Two Bombs Dropped Near a Hawaiian Volcano Decades Ago Were Found Intact in a Lava Tube

Mario Tama, Getty Images
Mario Tama, Getty Images / Mario Tama, Getty Images

The lava tubes of the Mauna Loa Forest Reserve on the Island of Hawai‘i were created by lava flows carving out caves beneath hardened volcanic rock. Under most circumstances, they're safe to walk through, but what Kawika Singson saw on a recent hike there sent him in the opposite direction. As West Hawaii Today reports, the Kona resident discovered undetonated bombs lodged into the rock dating back as far as 1935.

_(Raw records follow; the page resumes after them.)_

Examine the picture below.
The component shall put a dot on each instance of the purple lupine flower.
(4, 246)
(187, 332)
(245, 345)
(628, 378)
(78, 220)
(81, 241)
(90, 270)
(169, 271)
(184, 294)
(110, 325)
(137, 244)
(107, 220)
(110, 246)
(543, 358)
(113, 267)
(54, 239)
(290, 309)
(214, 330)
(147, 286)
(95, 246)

Eighty-five years ago, a stream of lava from the active Mauna Loa volcano threatened to reach the nearby town of Hilo. Hawaiian Volcano Observatory founder Thomas A. Jaggar came up with a plan to protect the villagers that involved asking the U.S. Army to drop dozens of bombs near the molten rock.

While adding explosives to an already-volatile lava flow may sound misguided, his thinking was grounded in logic. The idea was that the bombs would push the lava stream off course and away from Hilo. When the bombs were dropped on December 27, 1935, they slowed the streams slightly and diverted them into the Hilo Forest Reserve. The re-routed flows eventually stopped altogether on January 2, 1936. There's still some debate over whether the bombs stopped the lava or whether the timing was a coincidence.

Similar bombings in the area were carried out for the same reasons in 1942, 1975, and 1976. Larger bombs were used in the 1970s, which means the artifacts discovered in February of this year must be from either 1935 or 1942.

Coming from a military background and knowing the history of the area, Singson immediately recognized the rusted objects embedded in the ceiling of the lava tube as bombs. After taking some photos, he retreated to safety and got in touch with the Department of Land and Natural Resources to share the exact location of the explosives. The department's Division of Conservation and Resources Enforcement and Division of Forestry and Wildlife are now working on a way to dispose of the devices safely, possibly with the military's help.